El gozo de ver crecer la yerba
Eric Rohmer es uno de los dos 0 tres únicos directores-autores de cine que existen. Es un viejo creador al que divierte disfrazarse de aprendiz y hacer su enésima película como si fuera la primera. Hace años comenzó una serie de Cuentos de las cuatro estaciones e hizo sólo dos. Se atascó y los aplazó. A Rohmer el paso de los años le mete prisa en el cuerpo en vez de parsimonia. Cuanto más envejece más urgencia de vivir le entra; y vivir para él es filmar. De ahí los súbitos rodajes de El árbol, el alcalde y la mediateca y Les rendez-vous de Paris.Para los engrasadores de las rutinas de la industria de fabricar películas, Rohiner es un escándalo viviente. Sale a la calle con un fajo de folios, cita en el bar de la esquina a un grupo de jóvenes que se sitúan unos detrás y otros delante de una cámara de 16 milímetros; y en dos o tres semanas extrae de la nada una película que, con la vigésima parte del presupuesto de un rodaje convencional, recorre las pantallas de medio mundo, decuplica en ganancias su coste y finalmente engrosa las estanterías de todas las cinematecas del mundo, mientras los filmes de la maquinaria industrial quedan, salvo excepciones de esas que confirman la regla, encerradas en pantallas caseras, luego se convierten en tiempo bruto de relleno televisivo y finalmente no aportan ni un gramo de celuloide a la memoria del cine.
Les rendez-vous de Paris
Dirección y guión: Eric Rohmer. Francia, 1994. Madrid: Alphaville.
Les rendez-vous de Paris es una de esas miniaturas -que parecen improvisadas, pero que están en realidad elaboradísimas- del célebre artesano francés: un juego de tres mediometrajes de cine urbano callejero, tan astuta e ingeniosamente fundidos entre sí, que conforman un largometraje en toda la regla, una unidad medidísima y más compleja que lo que la piel de sus imágenes permite deducir a primera vista. No hay descuido bajo la sensación de facilidad que brota de la pantalla. Por el contrario, la forma cinematográfica suprema, la que otorga un tempo propio al relato y gradúa los ritmos interiores de la secuencia, es en este humilde filme un alarde de relojería.
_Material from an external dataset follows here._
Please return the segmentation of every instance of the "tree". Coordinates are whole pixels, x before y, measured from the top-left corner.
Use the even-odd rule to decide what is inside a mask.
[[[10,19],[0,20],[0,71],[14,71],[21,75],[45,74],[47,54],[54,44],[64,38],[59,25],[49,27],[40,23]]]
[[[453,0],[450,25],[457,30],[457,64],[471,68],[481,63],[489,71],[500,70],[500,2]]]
No es lo mismo forma que ornamento. Las películas resumibles en estampas e imágenes quietas, suelen ser pobres formalmente, pues el acabamiento visual es una manera de enmascarar la ausencia de verdadera forma, es decir: de configuración interior de la secuencia. Y Rohmer descarna sus relatos hasta dejarlos sostenidos únicamente por el hilo de la complejísima sencillez de su transcurso, es decir: reducidos a pura secuencia, a pura forma, a casi abstracción pese a la total concreción de los contenidos formalizados.
Como ironizaba Arthur Penn, en las películas de Rohmer se ve crecer la yerba. Pero el misterio de este creador radica en su capacidad para convertir en un gozoso espectáculo el crecimiento de la yerba o, en esta ocasión, del asfalto.